Madge Kruger had qualms about their plans, a sense of foreboding about their parting, but Matt and Kelly hardly ever got away. They were a career couple, with three kids ranging at three, six, and seven years old. With a beautiful home in a quiet cul-de-sac and near great schools, they had dedicated their time to spending with the children and saving money. They also had re-dedicated their lives that year to God and had become really active at church. Their tenth anniversary loomed on the horizon. Matt received the perfect invitation from a good friend there, to spend a whole weekend at a cabin in the mountains. Even if his mother warned him of danger, that the snow can sometimes be ripe for avalanches at that time of year, he ignored it and packed up the car that Friday morning.
His wife Kelly looked over the brochure with her mother-in-law.

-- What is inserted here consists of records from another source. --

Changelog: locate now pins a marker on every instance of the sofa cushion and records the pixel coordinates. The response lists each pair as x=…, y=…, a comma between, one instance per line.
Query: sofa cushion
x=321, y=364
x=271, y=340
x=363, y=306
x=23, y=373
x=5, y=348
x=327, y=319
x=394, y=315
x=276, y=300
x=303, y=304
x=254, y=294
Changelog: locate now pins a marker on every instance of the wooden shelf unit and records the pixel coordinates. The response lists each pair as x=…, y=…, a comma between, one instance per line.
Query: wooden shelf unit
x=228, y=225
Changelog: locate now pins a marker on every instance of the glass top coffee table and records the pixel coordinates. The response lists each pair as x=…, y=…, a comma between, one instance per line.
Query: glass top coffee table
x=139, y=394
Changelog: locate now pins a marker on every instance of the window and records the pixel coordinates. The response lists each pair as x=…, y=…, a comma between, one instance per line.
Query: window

"I can't wait to get there!," she said in an excited tone, "Look! Two mountain ranges with cozy cabins nestled in the trees in isolated spots. There's one resort near the bottom ridge with a great restaurant. By Saturday night, we'll be grubbing on perfect steaks!"
"We must get going!" Matt sang out as he hustled into the kitchen with a suitcase, "We want to arrive in plenty of time to get really settled in."
He kissed his kids, "You guys be good for your grandma!"
"We will," they promised and Kelly hugged them all goodbye. She turned to Madge.
"There's a number on the brochure, just in case," she added for good measure, knowing that Madge always liked having alternative numbers and not just their cell phone numbers. Outside, Madge watched the car pull away, with that nagging feeling in her heart.
That Saturday morning, she took the kids to the grocery store and spoiled them with extra treats from the cookie aisles. They stopped by the post office and then returned to unload the car. The kids helped and then ran upstairs to play. She prepared a hearty stew for their supper, allowing the crock pot to do most of the work. Then she joined the kids for awhile to play, color, and to share a good book together. Sometime that afternoon, she decided to watch a movie on television as the kids had taken an impromptu nap. Instead, she tuned into an urgent news bulletin. Her worst fears had come true . An avalanche had occurred, near the area where Matt and Kelly had gone.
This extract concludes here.